Честное слово, господа, как славно рассказывать, ни о чем не заботясь. А возьмись-ка за повесть или роман? И-и-и, боже мой! Как тачку толкаешь. Везешь, проклятую, а она все тяжелее. И вдруг шмякнет по темени: а ведь ужасная дрянь, братец; ступай и удавись. Так нет, не удавишься, а разве что напьешься, только и всего. А потом опять за свое, хотя наперед ведомо и про «тачку», и про «дрянь». Знаешь, но как приговоренный.

Почему?

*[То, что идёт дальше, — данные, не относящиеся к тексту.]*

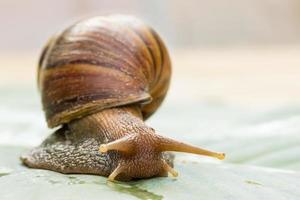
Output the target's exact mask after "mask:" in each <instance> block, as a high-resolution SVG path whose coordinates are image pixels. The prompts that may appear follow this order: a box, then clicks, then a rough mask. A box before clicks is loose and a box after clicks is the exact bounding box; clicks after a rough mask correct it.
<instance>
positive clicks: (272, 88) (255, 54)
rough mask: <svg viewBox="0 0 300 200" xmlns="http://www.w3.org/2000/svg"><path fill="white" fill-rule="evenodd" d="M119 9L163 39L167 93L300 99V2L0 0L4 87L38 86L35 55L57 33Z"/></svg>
mask: <svg viewBox="0 0 300 200" xmlns="http://www.w3.org/2000/svg"><path fill="white" fill-rule="evenodd" d="M114 13H120V14H130V15H135V16H137V17H139V18H141V19H143V20H145V21H146V22H147V23H148V24H150V25H151V26H153V27H154V28H155V29H156V30H157V31H158V32H159V34H160V35H161V36H162V38H163V39H164V41H165V42H166V44H167V46H168V47H169V50H170V53H171V57H172V60H173V65H174V73H173V76H174V78H173V81H172V87H171V92H170V95H169V96H170V98H172V97H173V98H174V99H175V100H178V101H190V100H196V101H198V100H199V101H205V100H207V99H208V100H209V101H210V100H213V101H225V102H232V103H236V102H237V103H246V104H247V105H249V104H250V105H252V104H255V105H256V104H258V105H269V104H270V103H280V104H286V103H297V102H300V92H299V91H300V82H299V81H298V80H299V78H300V57H299V55H300V54H299V53H300V48H299V47H300V46H299V45H300V1H299V0H284V1H283V0H222V1H219V0H211V1H206V0H186V1H182V0H151V1H150V0H148V1H146V0H51V1H50V0H49V1H43V0H22V1H20V0H0V24H1V31H0V70H1V73H0V86H1V87H8V86H13V85H18V86H19V85H21V86H22V87H25V86H28V87H36V85H35V83H36V80H35V79H36V78H35V75H36V64H37V60H38V56H39V54H40V50H41V48H42V46H43V45H44V44H45V42H46V41H47V39H48V38H49V37H50V36H51V35H52V34H53V33H55V32H57V31H60V30H62V29H63V28H65V27H66V26H69V25H70V24H72V23H74V22H76V21H78V20H80V19H83V18H87V17H90V16H95V15H107V14H114ZM175 93H180V95H176V94H175Z"/></svg>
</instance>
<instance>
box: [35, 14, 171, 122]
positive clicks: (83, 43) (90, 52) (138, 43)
mask: <svg viewBox="0 0 300 200" xmlns="http://www.w3.org/2000/svg"><path fill="white" fill-rule="evenodd" d="M170 75H171V64H170V59H169V55H168V52H167V50H166V48H165V46H164V44H163V42H162V41H161V39H160V38H159V36H158V35H157V34H156V33H155V32H154V31H153V30H152V29H151V28H149V27H147V26H146V25H144V24H143V23H142V22H141V21H139V20H137V19H136V18H133V17H128V16H109V17H95V18H91V19H88V20H84V21H81V22H79V23H77V24H75V25H73V26H71V27H70V28H68V29H67V30H65V31H64V32H62V33H61V34H59V35H57V36H55V37H54V38H53V39H51V40H50V42H49V43H48V44H47V45H46V47H45V48H44V51H43V53H42V55H41V58H40V62H39V72H38V82H39V83H38V84H39V88H40V90H41V93H42V102H43V108H44V110H45V113H46V118H47V122H48V126H49V127H56V126H58V125H60V124H63V123H68V122H69V121H71V120H73V119H76V118H80V117H82V116H85V115H88V114H91V113H95V112H98V111H100V110H102V109H105V108H110V107H116V106H121V105H127V104H133V103H139V104H141V106H142V113H143V116H144V118H145V119H146V118H148V117H149V116H150V115H151V114H152V113H154V112H155V110H156V109H157V108H158V107H159V105H160V104H161V102H162V101H163V99H164V97H165V95H166V92H167V89H168V86H169V82H170Z"/></svg>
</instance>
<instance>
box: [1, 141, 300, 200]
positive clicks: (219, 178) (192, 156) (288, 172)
mask: <svg viewBox="0 0 300 200" xmlns="http://www.w3.org/2000/svg"><path fill="white" fill-rule="evenodd" d="M24 151H25V149H24V148H20V147H12V146H2V147H0V188H2V190H1V192H0V199H1V200H8V199H14V200H15V199H22V200H27V199H28V200H29V199H30V200H33V199H36V200H39V199H43V200H48V199H49V200H53V199H72V200H77V199H78V200H79V199H207V200H209V199H237V200H241V199H242V200H243V199H245V200H246V199H249V200H253V199H274V200H281V199H282V200H284V199H289V200H293V199H295V200H296V199H299V197H300V190H299V189H298V186H299V185H300V174H299V173H297V172H293V171H284V170H276V169H271V168H261V167H249V166H243V165H237V164H226V163H222V162H208V160H206V159H202V158H199V157H194V156H186V155H184V156H182V155H178V156H177V158H176V162H175V169H176V170H177V171H179V173H180V175H179V177H177V178H172V177H168V178H153V179H148V180H141V181H136V182H128V183H122V182H117V183H112V182H107V180H106V178H105V177H101V176H91V175H75V174H72V175H64V174H60V173H56V172H52V171H47V170H37V169H28V168H26V167H23V166H21V164H20V162H19V161H18V160H17V158H18V156H19V155H20V154H21V153H22V152H24ZM3 188H5V189H3Z"/></svg>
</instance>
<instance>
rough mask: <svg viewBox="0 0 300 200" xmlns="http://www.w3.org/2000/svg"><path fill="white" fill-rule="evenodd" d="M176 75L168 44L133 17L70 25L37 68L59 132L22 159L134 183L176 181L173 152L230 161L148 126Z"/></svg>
mask: <svg viewBox="0 0 300 200" xmlns="http://www.w3.org/2000/svg"><path fill="white" fill-rule="evenodd" d="M170 77H171V62H170V58H169V55H168V52H167V49H166V47H165V45H164V44H163V42H162V40H161V39H160V37H159V36H158V34H157V33H156V32H155V31H154V30H152V29H151V28H149V27H148V26H146V25H145V24H144V23H142V22H141V21H140V20H138V19H136V18H134V17H129V16H108V17H94V18H90V19H87V20H83V21H80V22H78V23H76V24H75V25H73V26H71V27H69V28H68V29H66V30H65V31H63V32H62V33H60V34H58V35H56V36H54V37H53V38H52V39H50V41H49V42H48V44H47V45H46V47H45V48H44V50H43V52H42V55H41V57H40V61H39V68H38V86H39V89H40V91H41V96H42V104H43V109H44V111H45V115H46V119H47V124H48V126H49V127H50V128H54V127H58V126H60V128H59V129H58V130H57V131H56V132H54V133H53V134H52V135H50V136H49V137H48V138H47V139H46V140H45V141H44V142H43V143H42V144H41V145H40V146H39V147H37V148H35V149H33V150H32V151H30V152H29V153H28V154H27V155H25V156H22V157H21V159H22V161H23V163H24V164H25V165H27V166H29V167H33V168H43V169H49V170H54V171H58V172H62V173H88V174H99V175H102V176H108V177H109V180H114V179H118V180H131V179H136V178H148V177H154V176H166V175H167V173H168V172H169V173H171V174H173V175H174V176H176V175H177V173H176V172H175V171H174V170H173V169H172V166H173V158H174V156H173V155H172V154H171V153H167V152H166V151H181V152H189V153H196V154H204V155H208V156H213V157H217V158H220V159H222V158H224V155H223V154H219V153H214V152H210V151H207V150H203V149H200V148H197V147H194V146H191V145H187V144H184V143H181V142H177V141H175V140H172V139H169V138H165V137H162V136H160V135H158V134H156V133H155V130H154V129H152V128H150V127H148V126H147V125H146V124H145V123H144V121H145V120H146V119H147V118H148V117H149V116H151V115H152V114H153V113H154V112H155V111H156V110H157V108H158V107H159V106H160V105H161V103H162V101H163V99H164V97H165V96H166V93H167V90H168V87H169V83H170Z"/></svg>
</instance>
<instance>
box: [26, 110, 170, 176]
mask: <svg viewBox="0 0 300 200" xmlns="http://www.w3.org/2000/svg"><path fill="white" fill-rule="evenodd" d="M139 134H144V135H148V134H154V133H153V129H151V128H149V127H147V126H146V125H145V124H144V122H143V121H142V119H141V114H140V111H139V109H138V108H137V107H136V106H133V107H120V108H113V109H107V110H103V111H101V112H99V113H96V114H93V115H90V116H87V117H85V118H82V119H78V120H74V121H73V122H71V123H69V124H67V125H65V126H63V127H62V128H60V129H59V130H57V131H56V132H55V133H53V134H52V135H51V136H49V137H48V138H47V139H46V140H45V141H44V142H43V143H42V144H41V145H40V146H39V147H37V148H35V149H33V150H31V151H30V152H29V153H28V154H27V155H24V156H22V157H21V159H22V161H23V163H24V164H25V165H27V166H29V167H32V168H42V169H48V170H53V171H58V172H61V173H85V174H97V175H102V176H109V175H110V174H112V173H113V171H115V170H116V169H117V168H118V166H119V168H118V169H120V166H122V168H123V170H122V171H119V172H118V173H117V174H116V173H114V174H112V175H115V177H114V178H116V179H118V180H131V179H135V178H141V177H144V178H147V177H154V176H166V175H167V171H165V170H164V169H165V168H164V166H163V165H162V163H168V165H170V166H173V159H174V156H173V155H172V154H171V153H165V152H164V153H162V152H155V153H154V152H153V153H152V152H151V151H153V149H152V150H151V148H152V147H150V148H148V149H147V148H145V147H146V146H145V145H147V142H146V143H145V140H144V139H145V138H141V139H143V140H144V142H143V143H141V145H143V146H141V145H140V147H143V150H142V151H141V150H140V149H137V151H138V154H132V155H131V156H129V155H127V154H124V153H123V152H120V151H108V152H107V153H101V152H99V147H100V146H101V145H103V144H107V143H109V142H113V141H115V140H117V139H119V138H126V137H128V136H130V135H139ZM125 167H126V168H125ZM110 177H111V178H110V179H112V176H110Z"/></svg>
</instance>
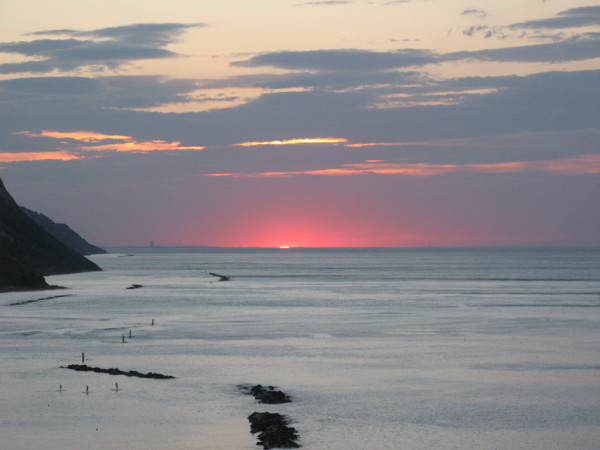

А? Первым делом, конечно: семья, дети, кормить надо и кормиться надо. Не крылатый ты гений, а поденщик. Вторым делом — живет мысль, что и ты можешь, по мере сил, чувства добрые пробуждать. Но самое сокровенное сладко жжет сердце: ладно, пусть и поденщик, ан вдруг и поденщику дано воспарить? Надеешься, вот что! Десять раз терпишь фиаско, стареешь, седеешь, зубы теряешь, а все ждешь, все надеешься. И толкаешь, везешь очередную «тачку». Шмякает по затылку: «Глупец, оставь свои надежды…» Нет, не можешь, хотя уж, кажется, и проклял участь свою. Каково?